The company’s micro irrigation system, a part of its hi-tech agricultural input products segment, has an elongated cash cycle—that begins with payment of raw materials and ends with receipt of cash on goods sold. The segment, which contributes nearly half of the company’s consolidated revenue, was impacted by delayed subsidy on irrigation products by the government.

It took nine to 12 months after delivery of products to receive the government’s incentives, according to the company’s 2018 annual report.
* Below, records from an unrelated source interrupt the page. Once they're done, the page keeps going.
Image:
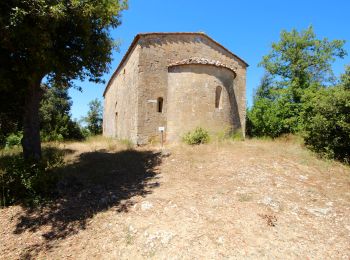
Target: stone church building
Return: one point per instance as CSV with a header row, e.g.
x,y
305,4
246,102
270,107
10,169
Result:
x,y
175,82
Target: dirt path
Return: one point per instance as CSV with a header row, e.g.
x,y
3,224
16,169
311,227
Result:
x,y
252,199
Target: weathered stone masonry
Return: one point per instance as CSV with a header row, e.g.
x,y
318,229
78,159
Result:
x,y
175,80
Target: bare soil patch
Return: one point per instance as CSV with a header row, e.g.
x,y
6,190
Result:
x,y
251,199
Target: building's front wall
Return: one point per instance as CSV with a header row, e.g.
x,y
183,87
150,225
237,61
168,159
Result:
x,y
157,51
121,99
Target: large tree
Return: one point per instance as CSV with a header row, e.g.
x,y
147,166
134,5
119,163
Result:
x,y
300,60
55,117
297,63
53,41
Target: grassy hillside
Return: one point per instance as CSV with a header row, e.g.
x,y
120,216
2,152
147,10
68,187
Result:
x,y
253,198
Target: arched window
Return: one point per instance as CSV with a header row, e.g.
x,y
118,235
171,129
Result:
x,y
160,105
218,97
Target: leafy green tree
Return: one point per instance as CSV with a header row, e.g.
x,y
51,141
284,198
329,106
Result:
x,y
298,63
326,121
94,117
53,41
55,118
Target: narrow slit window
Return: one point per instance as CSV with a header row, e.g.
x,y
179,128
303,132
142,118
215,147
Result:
x,y
160,105
218,97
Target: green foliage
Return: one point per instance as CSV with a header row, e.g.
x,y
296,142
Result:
x,y
94,117
14,139
229,134
55,42
55,118
197,136
300,61
297,64
326,122
29,182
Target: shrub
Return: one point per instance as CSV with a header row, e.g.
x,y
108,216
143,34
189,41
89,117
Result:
x,y
29,182
326,122
198,136
14,139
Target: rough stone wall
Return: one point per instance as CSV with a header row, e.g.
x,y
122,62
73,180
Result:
x,y
121,97
192,94
156,52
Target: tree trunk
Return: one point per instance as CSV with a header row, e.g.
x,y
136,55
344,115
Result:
x,y
31,130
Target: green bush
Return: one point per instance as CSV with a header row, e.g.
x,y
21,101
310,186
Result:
x,y
272,118
198,136
14,139
326,122
29,182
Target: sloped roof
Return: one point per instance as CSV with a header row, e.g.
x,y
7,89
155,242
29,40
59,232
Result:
x,y
203,61
138,36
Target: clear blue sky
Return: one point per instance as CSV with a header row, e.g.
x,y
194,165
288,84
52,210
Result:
x,y
247,28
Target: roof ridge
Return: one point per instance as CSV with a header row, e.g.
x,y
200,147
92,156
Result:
x,y
137,37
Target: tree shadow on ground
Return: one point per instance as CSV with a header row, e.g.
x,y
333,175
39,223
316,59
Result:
x,y
96,182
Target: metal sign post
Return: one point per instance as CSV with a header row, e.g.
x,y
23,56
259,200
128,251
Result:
x,y
161,130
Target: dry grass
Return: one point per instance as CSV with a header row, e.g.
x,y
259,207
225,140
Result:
x,y
252,199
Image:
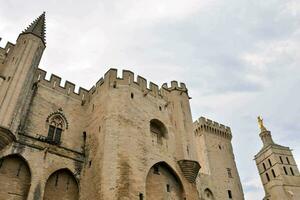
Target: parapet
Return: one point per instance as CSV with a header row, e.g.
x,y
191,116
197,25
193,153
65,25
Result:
x,y
110,79
4,51
139,82
207,125
55,83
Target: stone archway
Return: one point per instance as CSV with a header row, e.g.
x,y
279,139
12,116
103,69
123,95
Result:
x,y
61,185
15,178
162,183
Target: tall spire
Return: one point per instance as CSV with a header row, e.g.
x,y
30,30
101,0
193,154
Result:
x,y
265,135
37,27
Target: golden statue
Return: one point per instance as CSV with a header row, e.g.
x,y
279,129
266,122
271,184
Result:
x,y
261,123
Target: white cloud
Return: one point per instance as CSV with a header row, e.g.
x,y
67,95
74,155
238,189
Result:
x,y
239,58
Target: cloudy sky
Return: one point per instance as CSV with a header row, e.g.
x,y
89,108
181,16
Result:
x,y
239,58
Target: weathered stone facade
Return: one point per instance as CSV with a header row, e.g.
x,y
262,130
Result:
x,y
277,169
118,140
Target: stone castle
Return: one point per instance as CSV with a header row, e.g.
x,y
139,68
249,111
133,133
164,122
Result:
x,y
119,140
277,168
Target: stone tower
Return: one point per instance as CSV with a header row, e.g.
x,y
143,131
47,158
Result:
x,y
218,177
277,168
17,71
124,138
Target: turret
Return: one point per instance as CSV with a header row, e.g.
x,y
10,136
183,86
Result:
x,y
277,168
265,135
18,70
218,177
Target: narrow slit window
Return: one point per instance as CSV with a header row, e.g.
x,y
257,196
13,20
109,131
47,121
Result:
x,y
268,178
156,170
264,166
141,195
56,127
270,162
292,171
273,173
168,188
229,173
281,159
285,171
229,194
1,163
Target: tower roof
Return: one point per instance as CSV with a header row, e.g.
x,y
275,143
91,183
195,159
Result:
x,y
37,27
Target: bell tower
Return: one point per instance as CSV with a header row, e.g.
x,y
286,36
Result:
x,y
277,168
18,71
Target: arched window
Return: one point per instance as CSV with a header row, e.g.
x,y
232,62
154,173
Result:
x,y
208,195
285,171
57,123
264,166
292,171
268,178
15,178
273,172
61,185
158,129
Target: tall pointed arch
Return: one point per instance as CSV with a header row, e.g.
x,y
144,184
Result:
x,y
162,182
57,123
15,178
61,185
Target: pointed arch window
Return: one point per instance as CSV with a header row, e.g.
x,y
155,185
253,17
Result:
x,y
56,125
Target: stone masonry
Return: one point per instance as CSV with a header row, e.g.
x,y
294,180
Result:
x,y
119,140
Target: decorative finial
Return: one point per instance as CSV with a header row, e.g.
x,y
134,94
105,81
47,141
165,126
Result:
x,y
261,123
37,27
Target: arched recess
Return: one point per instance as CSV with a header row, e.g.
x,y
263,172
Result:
x,y
158,130
15,178
208,195
61,185
163,183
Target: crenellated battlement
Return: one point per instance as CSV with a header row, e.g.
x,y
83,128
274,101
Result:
x,y
207,125
110,79
55,82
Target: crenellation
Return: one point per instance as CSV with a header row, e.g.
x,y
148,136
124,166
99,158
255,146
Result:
x,y
55,83
205,124
123,126
154,89
128,76
142,82
70,87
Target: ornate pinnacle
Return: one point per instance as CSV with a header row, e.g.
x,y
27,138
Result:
x,y
261,124
37,27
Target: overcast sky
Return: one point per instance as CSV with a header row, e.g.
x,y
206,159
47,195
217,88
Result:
x,y
239,58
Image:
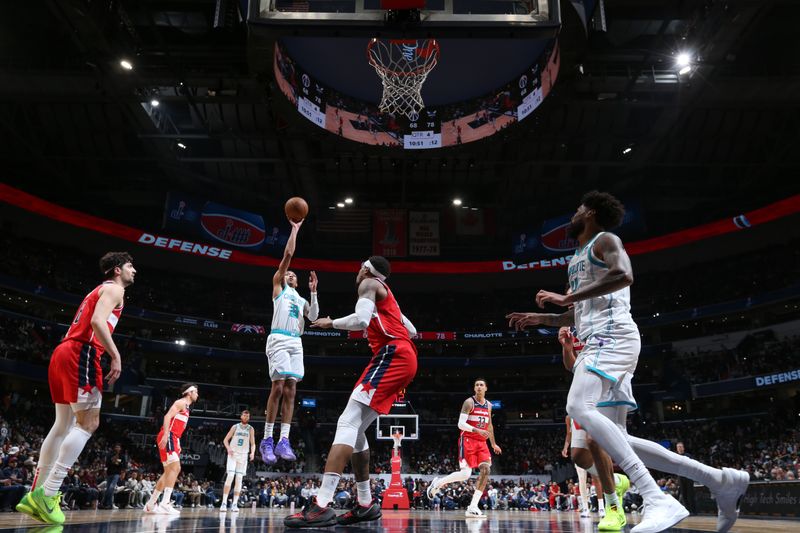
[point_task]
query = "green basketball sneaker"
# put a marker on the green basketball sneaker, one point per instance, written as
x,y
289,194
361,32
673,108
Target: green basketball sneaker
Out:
x,y
25,506
47,507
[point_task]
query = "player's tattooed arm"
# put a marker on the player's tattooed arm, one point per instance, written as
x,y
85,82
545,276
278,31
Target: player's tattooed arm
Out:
x,y
288,253
368,291
607,248
520,321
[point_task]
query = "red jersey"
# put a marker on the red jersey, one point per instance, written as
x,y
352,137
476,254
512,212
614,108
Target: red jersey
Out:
x,y
81,328
478,418
178,424
386,324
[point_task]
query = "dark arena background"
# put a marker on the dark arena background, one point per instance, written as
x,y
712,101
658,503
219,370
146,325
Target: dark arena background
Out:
x,y
176,130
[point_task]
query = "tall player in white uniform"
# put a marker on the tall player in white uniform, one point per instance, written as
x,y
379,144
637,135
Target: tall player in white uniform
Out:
x,y
600,275
240,442
285,350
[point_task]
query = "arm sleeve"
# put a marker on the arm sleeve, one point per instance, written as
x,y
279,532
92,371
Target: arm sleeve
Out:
x,y
313,308
409,326
358,320
462,423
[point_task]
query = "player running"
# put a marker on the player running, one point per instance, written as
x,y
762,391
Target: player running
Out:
x,y
475,423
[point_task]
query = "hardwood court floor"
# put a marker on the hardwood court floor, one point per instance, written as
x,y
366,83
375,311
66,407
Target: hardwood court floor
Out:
x,y
252,520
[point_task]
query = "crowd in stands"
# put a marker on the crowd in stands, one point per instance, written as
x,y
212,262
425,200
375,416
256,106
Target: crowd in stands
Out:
x,y
247,301
116,473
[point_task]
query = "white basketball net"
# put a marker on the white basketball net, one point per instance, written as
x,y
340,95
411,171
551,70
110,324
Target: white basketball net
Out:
x,y
397,438
403,67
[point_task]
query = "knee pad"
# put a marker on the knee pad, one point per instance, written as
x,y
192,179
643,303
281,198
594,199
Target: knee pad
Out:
x,y
361,443
349,425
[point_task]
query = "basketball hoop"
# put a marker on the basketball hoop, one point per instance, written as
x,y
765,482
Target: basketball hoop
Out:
x,y
403,66
397,437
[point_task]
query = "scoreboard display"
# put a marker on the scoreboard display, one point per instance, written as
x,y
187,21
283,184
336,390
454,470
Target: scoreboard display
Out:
x,y
422,130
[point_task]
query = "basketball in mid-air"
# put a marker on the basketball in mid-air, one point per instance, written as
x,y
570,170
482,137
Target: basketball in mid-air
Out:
x,y
296,209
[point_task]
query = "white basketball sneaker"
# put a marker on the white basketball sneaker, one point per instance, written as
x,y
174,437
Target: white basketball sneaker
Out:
x,y
663,513
729,495
474,512
167,508
433,488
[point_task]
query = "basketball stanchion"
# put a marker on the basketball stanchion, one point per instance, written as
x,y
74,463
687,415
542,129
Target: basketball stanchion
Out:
x,y
396,496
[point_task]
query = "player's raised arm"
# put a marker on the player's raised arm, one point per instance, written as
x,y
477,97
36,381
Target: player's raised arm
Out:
x,y
176,408
490,429
568,354
365,306
607,248
288,253
520,321
312,310
111,297
568,439
227,440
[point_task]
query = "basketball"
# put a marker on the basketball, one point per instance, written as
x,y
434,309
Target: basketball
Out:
x,y
296,209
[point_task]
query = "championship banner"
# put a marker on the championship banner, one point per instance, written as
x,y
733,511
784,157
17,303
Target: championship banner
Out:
x,y
389,232
741,222
423,233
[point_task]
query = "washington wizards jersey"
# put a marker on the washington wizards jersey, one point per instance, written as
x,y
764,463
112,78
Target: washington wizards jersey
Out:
x,y
478,418
609,314
287,316
240,442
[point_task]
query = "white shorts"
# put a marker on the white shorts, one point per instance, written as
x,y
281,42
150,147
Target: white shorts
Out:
x,y
237,464
87,400
614,358
285,356
578,439
620,394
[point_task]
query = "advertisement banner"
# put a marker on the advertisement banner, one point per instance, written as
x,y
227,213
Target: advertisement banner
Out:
x,y
389,232
221,223
742,222
423,233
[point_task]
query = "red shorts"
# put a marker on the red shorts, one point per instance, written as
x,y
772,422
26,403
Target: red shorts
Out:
x,y
172,452
473,452
74,368
390,371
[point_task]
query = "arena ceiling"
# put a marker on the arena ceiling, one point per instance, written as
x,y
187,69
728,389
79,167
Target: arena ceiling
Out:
x,y
74,128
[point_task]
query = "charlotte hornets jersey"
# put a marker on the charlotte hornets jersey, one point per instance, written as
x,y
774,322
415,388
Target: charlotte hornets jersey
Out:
x,y
240,442
609,314
287,316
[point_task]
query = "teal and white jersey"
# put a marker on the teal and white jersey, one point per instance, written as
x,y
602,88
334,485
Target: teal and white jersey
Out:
x,y
240,442
287,316
608,315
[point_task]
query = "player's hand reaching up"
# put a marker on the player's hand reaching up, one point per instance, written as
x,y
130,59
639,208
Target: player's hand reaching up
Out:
x,y
543,297
324,323
114,371
565,337
520,321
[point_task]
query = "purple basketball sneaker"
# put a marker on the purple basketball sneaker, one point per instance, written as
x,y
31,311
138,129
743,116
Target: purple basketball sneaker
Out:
x,y
267,454
284,450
That led to higher demand for cash infusion or working capital, the report said.

Increasing working capital requirements raised finance costs, putting further pressure on profit and margin.

Free Cash Flow

Jain Irrigation reported negative free cash flow for seven straight years before it turned positive in the year ended March 2018 as it repaid some high-cost loans and acquired two distribution businesses in the U.S. The numbers for 2018-19 are still to be disclosed.

The company is optimistic about generating substantial free cash flow in the coming years. Without giving details, the company said it’s taking initiatives to improve performance and operational efficiencies and better working capital management. The company expects an annualised growth rate of 15 percent over the next three years, and the free cash flow would be used to pare debt. Jain Irrigation’s net cash flow from operation, according to Bloomberg data, stood at Rs 846 crore as of March 2018.

Analysts’ View

CARE Ratings Ltd. downgraded the company’s debt in April. Its long-term bank facilities worth Rs 2,433.20 crore were assigned a BBB+ rating compared to A-. Its lowered the short-term bank facilities of Rs 2,220 crore to A3+ rating from A2.

Reduction of debt level, according to Mrinalini Chetty, research analyst at Centrum Broking, is a key monitorable for the Jain Irrigation stock. While the management guided for a debt-to-Ebitda of three times in the fourth quarter, Centrum Broking expects the level at 3.3 times in the ongoing financial year and 2.8 times in the next fiscal. But it remains positive on the company.

Kiran Shankar Prasad, analyst at Karvy, said the company’s decision to expand proved to be “painful” for stakeholders as better part of earnings is going toward meeting finance cost, leaving little room for value creation.

What’s Next

Jain Irrigation expects to lower debt in the next two years as it’s working on “unlocking value” in each of its three business verticals—hi-tech agricultural input products, plastic and agro processing divisions—and plans to “monetise” assets.

The management after the third quarter said they aim to reduce debt by Rs 600-700 crore in the fourth quarter. Historically, it generates a lot of cash flows in the fourth quarter which will be used to reduce debt. The company plans to lower the debt-to-Ebitda to 3 times in the fourth quarter from 3.6 times as of December. The current level of earnings, it said, is enough to service the debt and there’s a “good chance” to increase earnings substantially.

The company also intends to raise long-term debt in the ongoing financial year to reduce the refinancing risk inherent in the short-term loans and improve the debt coverage ratios, it said in the emailed response. The long-term debt, according to Jain Irrigation, would be serviced through internal accruals. Also, the working capital loans need not be repaid as these are credit lines issued by the consortium of banks, it said.

Besides, it’s exploring an initial public offering or stake sale of its subsidiary Jain Farm Fresh Foods. The company aims to expands its presence in Europe and Asia and the U.S.